You Made Me This Way
Fourth Estate, $34.99 pb, 344 pp
Death in secrecy
Shannon Molloy’s 2020 memoir, Fourteen, recounted a childhood and adolescence of grisly homophobic violence. Yet many readers of that book – a bestseller, adapted for the stage and optioned for a film production – may find You Made Me This Way noteworthy in part because it reveals what Fourteen left out: the sexual abuse Molloy suffered, beginning at age five, at the hands of an older boy. This omission underscores one of the book’s central theses, that on average male victims of child sexual abuse find it harder than female victims to disclose their experiences. A conditioned reticence with grave implications – ‘[t]here is death in secrecy’. Molloy’s book, a hybrid of autobiography and journalism, takes socially important steps in assessing – and humanising – these implications.

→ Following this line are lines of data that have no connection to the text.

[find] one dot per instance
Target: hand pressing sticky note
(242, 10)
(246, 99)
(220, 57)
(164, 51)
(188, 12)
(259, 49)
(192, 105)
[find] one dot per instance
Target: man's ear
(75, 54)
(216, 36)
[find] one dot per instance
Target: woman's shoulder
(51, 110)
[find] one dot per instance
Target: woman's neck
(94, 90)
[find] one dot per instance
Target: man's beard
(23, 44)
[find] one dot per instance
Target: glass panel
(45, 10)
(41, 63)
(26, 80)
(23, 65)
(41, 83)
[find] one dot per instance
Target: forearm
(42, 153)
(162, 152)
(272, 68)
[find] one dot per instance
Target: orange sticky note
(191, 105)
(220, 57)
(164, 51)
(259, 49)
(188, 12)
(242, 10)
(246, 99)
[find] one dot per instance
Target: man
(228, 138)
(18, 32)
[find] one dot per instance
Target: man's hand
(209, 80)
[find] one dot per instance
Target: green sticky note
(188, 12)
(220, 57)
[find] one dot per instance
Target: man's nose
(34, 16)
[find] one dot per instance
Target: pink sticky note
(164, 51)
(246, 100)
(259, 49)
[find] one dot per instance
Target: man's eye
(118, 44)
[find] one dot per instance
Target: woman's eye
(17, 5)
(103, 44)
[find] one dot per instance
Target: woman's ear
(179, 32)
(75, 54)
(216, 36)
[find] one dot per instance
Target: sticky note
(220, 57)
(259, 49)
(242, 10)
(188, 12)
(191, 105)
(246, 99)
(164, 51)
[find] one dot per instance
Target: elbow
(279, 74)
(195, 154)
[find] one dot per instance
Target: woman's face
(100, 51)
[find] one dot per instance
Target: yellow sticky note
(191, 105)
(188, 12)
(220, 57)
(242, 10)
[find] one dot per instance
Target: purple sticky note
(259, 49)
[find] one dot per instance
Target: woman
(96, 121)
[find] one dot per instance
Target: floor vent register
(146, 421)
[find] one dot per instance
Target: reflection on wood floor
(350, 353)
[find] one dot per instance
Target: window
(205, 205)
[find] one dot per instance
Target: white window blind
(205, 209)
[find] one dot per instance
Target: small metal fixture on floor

The sociologist Arthur Frank uses the term ‘restitution story’ to describe the dominant Western model for writing about ill-ness, invested in ‘restoring the sick person to the status quo ante’. You Made Me This Way reads, at one level, as such a story. ‘Who can I blame,’ Molloy asks, ‘for being the way I am?’ Elsewhere, referring to male survivors in general: ‘We are this way for a reason. If I know what that reason is, can I somehow figure out a way to heal?’ And again: ‘there’s a new drive to try to fix myself’. Structurally, Molloy frames the book’s interviews with other survivors, its array of evidence affirming the adverse impacts of child sexual abuse in adulthood, and its consultations with experts in several fields as an attempt to alleviate his own psychological suffering. What makes this structure so powerful, and Molloy’s testimony so affecting, is how it reveals the core weakness of the restitution story, and the danger of cleaving to it: an urge to simplify and render static what is, particularly in chronic pain, complex and dynamic.